Blessed Andrew the Catechist, 1624-1644
Feast: July 26
In the 17th century, Andrew of Phú Yên, Vietnam, became a student of Alexandre de Rhodes, a French Jesuit missionary, at the insistence of his mother. A star pupil, he was baptized when he was about 15 years old alongside his mother. Andrew became one of de Rhodes’ closest assistants and soon joined “Maison Dieu” (House of God), a catechist association created by de Rhodes in which members made a public promise to serve the Church by spreading the Gospel and assisting priests for their entire lives.
Andrew made this promise at a tumultuous time for Christians in Vietnam, however. The ruling king had given orders to halt the spread of Christianity, and de Rhodes was given a warning to leave the country, and the king’s men were instructed to round up these catechists.
While de Rhodes was visiting a fellow catechist in prison, soldiers were sent to his house in search of another catechist, but found Andrew instead. He was beaten, arrested and imprisoned by the governor, who tried various things to make Andrew give up his faith, but he refused; instead, he was joyful to suffer for his beloved Christ.

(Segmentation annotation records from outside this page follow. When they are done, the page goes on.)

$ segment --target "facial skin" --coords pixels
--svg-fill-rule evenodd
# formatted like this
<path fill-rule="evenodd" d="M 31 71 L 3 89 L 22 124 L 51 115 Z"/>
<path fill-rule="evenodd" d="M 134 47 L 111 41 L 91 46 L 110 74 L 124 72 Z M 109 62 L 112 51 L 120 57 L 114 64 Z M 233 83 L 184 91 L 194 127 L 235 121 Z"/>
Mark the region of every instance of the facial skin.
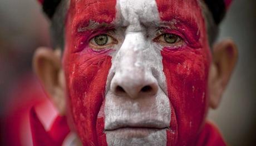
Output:
<path fill-rule="evenodd" d="M 227 41 L 215 47 L 212 62 L 195 0 L 71 0 L 65 36 L 62 68 L 53 63 L 60 67 L 55 87 L 62 85 L 57 88 L 66 93 L 68 118 L 85 145 L 195 143 L 237 55 Z M 56 54 L 44 53 L 35 66 Z M 43 68 L 36 72 L 47 73 Z M 52 84 L 46 78 L 43 83 Z"/>

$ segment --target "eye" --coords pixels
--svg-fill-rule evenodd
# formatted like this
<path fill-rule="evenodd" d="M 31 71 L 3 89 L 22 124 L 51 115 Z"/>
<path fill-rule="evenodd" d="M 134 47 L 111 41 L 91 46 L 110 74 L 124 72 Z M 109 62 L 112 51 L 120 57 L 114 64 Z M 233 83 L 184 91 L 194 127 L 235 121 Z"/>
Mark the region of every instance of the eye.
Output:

Andrew was sentenced to death on July 26, 1644, when he was only 19 or 20. Both Christians and pagans followed Andrew to a field outside the city, where he told them to stay strong in their faith and help him by praying for him to be faithful to the very end. Just before he was beheaded, Andrew cried out the name of Jesus. Today there is a monument to Blessed Andrew in his diocese.
As the first martyr of the Church of Vietnam, Andrew was beatified on March 5, 2000, by Pope John Paul II.